I guess what I'm saying is that I'm a little flabbergasted by how much my own blog has gotten me in touch with people--people from right here in the Bay Area all the way to Maine--who are like me and want to talk books. I'm truly amazed that it's worked out so well, and I'm entirely expecting that the LBC get even more connections going. We certainly all want lesser-known authors to get their due, but I think we'd be disappointed if everyone just read the book at home and never talked about it.
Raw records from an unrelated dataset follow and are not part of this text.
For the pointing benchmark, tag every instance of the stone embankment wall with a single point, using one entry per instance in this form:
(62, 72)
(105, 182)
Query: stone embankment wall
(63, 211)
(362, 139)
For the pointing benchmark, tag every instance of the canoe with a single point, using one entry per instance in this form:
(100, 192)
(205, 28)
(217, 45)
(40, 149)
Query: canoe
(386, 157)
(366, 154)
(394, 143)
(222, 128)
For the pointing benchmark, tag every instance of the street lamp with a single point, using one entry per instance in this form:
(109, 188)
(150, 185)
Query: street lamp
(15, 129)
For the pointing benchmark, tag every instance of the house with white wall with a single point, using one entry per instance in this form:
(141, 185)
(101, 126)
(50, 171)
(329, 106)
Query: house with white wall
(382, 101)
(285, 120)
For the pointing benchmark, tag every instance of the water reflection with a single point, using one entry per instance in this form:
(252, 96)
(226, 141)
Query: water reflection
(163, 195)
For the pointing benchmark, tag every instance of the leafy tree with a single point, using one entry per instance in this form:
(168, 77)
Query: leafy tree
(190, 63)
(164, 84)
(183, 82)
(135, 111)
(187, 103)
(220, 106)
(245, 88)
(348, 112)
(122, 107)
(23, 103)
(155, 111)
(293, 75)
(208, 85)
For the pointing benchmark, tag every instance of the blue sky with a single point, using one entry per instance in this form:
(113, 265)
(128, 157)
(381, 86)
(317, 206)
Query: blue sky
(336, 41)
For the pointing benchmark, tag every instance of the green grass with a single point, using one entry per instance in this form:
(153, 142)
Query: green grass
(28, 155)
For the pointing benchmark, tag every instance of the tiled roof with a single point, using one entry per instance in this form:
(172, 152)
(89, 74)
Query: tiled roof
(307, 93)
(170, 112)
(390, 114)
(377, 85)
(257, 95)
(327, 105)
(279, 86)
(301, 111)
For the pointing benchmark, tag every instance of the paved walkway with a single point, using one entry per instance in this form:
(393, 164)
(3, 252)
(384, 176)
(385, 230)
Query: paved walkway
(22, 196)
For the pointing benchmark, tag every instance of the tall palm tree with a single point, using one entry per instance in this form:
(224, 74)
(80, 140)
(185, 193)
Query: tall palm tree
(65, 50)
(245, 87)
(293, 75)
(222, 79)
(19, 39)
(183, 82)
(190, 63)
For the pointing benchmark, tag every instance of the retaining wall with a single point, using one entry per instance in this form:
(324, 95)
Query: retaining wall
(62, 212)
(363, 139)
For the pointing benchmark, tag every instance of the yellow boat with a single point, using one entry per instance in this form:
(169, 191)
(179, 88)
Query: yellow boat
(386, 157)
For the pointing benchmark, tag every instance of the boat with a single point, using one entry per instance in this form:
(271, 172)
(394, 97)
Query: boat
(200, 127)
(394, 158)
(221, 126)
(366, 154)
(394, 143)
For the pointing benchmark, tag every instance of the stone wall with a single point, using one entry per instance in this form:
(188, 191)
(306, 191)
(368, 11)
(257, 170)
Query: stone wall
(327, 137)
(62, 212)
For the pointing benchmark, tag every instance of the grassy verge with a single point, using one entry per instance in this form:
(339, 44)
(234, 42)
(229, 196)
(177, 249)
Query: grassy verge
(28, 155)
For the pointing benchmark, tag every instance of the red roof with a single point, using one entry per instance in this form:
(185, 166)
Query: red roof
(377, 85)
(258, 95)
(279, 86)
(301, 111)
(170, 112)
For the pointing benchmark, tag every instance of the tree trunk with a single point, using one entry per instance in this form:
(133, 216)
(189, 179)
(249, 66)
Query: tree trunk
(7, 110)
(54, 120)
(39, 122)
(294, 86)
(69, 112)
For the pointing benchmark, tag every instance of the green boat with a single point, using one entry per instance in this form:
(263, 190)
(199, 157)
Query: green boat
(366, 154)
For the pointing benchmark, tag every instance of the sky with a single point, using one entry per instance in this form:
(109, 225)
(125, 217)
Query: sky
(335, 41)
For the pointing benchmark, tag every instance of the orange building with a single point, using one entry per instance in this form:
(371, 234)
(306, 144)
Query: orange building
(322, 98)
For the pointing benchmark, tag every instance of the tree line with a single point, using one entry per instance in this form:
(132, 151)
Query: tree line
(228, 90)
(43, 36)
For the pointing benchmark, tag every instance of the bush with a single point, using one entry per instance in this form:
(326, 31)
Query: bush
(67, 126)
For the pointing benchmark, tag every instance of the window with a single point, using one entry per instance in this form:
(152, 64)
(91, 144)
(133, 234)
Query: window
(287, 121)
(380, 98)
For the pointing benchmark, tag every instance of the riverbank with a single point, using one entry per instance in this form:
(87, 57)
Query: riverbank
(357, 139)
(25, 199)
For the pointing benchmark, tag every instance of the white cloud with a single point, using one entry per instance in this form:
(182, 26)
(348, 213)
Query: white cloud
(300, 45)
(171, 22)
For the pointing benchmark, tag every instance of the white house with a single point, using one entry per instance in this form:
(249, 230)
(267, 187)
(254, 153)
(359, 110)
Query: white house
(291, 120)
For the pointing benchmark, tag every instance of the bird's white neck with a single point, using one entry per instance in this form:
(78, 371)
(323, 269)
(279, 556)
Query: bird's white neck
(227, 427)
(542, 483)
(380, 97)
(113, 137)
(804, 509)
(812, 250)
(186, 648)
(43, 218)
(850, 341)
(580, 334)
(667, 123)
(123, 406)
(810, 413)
Books are great things to enjoy on their own, but I think something that most of people into lit blogs have in common is that reading isn't enough. They want to talk about the books, form their pet theories, compare them to other writers, revile some of them, praise others. What I'm hoping is that the announcement of THE BOOK in May won't be the climax but the beginning. It'll be the start of a lot of people reading, and then a lot of people talking.
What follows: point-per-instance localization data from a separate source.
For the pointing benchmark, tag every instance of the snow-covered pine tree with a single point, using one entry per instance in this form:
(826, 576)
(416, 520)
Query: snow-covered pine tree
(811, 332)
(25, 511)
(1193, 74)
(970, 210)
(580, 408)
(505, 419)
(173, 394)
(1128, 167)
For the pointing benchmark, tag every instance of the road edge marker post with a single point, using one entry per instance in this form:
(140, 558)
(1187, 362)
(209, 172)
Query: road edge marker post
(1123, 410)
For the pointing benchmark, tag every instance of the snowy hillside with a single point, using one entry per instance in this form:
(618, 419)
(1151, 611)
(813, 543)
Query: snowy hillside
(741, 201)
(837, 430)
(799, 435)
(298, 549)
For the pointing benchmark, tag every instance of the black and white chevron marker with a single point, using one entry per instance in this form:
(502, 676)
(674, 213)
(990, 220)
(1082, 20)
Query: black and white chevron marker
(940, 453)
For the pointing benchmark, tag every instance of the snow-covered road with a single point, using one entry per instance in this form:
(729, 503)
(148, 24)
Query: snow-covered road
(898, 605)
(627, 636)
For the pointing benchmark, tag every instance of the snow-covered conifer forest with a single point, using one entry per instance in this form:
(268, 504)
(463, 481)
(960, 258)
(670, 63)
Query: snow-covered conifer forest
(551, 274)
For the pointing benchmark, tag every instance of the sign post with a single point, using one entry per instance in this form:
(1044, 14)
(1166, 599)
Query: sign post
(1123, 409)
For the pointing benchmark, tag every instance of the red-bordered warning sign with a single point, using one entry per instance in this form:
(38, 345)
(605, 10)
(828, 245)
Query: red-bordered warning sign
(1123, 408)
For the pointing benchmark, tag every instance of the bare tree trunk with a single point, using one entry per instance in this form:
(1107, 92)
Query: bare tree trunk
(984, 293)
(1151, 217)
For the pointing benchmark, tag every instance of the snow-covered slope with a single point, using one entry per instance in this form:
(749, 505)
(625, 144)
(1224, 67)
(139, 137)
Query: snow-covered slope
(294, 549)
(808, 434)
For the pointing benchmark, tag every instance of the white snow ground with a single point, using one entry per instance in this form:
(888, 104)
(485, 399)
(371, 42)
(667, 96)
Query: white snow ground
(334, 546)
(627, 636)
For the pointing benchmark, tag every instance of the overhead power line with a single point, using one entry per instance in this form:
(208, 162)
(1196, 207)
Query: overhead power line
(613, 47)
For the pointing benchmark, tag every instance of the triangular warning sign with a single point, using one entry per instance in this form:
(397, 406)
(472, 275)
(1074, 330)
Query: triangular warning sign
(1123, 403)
I don't write or publish fiction. I write and publish non-fiction. Fiction is too tame. Too boring. Reality is bizarre enough and far more twisted than anything anyone could make up. My books deal with children's issues and specifically pediatric AIDS. You wanna talk about getting consigned to the remainder bin. My books are marked down before they're even released. Books like mine are not considered "commercial" and editors and publishers are LOATHE to publish anything that even remotely resembles or speaks to the truth. Publishing like a lot of whores is not always responsible. So I've taken to blogging where there's a real dialogue going on. I put my experience with and the issues of children with HIV/AIDS out there and to my surprise there's actually a readership (one that editors, and I would love to start naming names someday, insist does not exist; one again, commonly, the editors are wrong)that wants to chew on the reality of things. Difficult or not. I value every single reader that comes my way. Publishing has given up on the notion of the dialogue (I know editors who have told me time and time again that readers are stupid) and thusly the notion of the reader himself has been delegated to a remainder bin tragic in its consequences for everyone.